Israeli scientists recently tested a new approach for treating Alzheimer’s disease that addresses the reduced metabolic mechanism in Alzheimer’s patients.

This metabolic mechanism impairment, which starts decades before the onset of dementia, results from dysfunction of the mitochondria, which produce most of the energy in the cell and are involved in its death and inflammation.

Despite Alzheimer’s already being linked to mitochondrial dysfunction, no drug candidates have targeted this aspect of the disease, leading researchers from Ben-Gurion University of the Negev to propose a new treatment approach targeting the mitochondrial gatekeeper, a protein called VDAC1.

In a study published in the journal Translational Neurodegeneration, the researchers showed that an increase the amount of the VDAC1 protein in the cell leads to its organization as a ring with a large channel through which death-factor proteins and mitochondrial DNA exit, causing cell death. Furthermore, they showed that the protein gets produced in large levels in the brain of a mouse model for Alzheimer’s disease, concentrating in the nerve cells around the plaque and leading to their death.

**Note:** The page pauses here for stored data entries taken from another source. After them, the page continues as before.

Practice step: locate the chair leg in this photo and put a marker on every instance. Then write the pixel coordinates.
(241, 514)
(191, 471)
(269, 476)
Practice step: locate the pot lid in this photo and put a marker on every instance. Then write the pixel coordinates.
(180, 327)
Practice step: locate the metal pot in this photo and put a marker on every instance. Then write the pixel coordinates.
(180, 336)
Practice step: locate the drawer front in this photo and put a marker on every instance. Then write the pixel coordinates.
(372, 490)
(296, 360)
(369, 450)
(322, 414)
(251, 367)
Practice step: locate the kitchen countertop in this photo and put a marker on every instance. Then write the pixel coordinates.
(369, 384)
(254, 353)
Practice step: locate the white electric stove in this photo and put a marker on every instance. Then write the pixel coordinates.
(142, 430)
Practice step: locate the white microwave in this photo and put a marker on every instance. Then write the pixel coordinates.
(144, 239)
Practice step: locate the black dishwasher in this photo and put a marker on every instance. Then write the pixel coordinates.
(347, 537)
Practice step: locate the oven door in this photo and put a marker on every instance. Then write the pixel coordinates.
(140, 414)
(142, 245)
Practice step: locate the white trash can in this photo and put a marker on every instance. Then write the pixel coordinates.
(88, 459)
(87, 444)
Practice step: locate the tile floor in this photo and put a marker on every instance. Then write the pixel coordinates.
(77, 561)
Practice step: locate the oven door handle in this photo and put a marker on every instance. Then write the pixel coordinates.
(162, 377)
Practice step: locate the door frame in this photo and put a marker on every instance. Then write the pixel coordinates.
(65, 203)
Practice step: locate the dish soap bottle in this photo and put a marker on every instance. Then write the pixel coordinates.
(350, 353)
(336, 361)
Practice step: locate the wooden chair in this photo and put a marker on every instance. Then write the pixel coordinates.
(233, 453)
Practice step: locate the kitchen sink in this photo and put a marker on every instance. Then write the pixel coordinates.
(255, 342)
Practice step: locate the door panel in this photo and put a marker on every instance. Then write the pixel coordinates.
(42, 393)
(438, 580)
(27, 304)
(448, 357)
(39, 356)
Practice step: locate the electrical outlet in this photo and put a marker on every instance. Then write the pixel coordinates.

To combat this phenomenon, the researchers developed a small molecule called VBIT-4 that binds to VDAC1. The molecule was able to cross the blood-brain barrier and prevented pathophysiological changes associated with Alzheimer’s such as neuronal cell death.

The therapy prevented the decline of cognitive skills such as learning and memory in the mice tested, protecting against degeneration and promoting the healthy growth and normal functioning of neurons.

“Targeting VDAC1 with a novel molecule we developed presents an innovative approach to Alzheimer’s treatment, and can even be used as a preventive treatment,” concludes the study’s lead author, Prof. Varda Shoshan-Barmatz.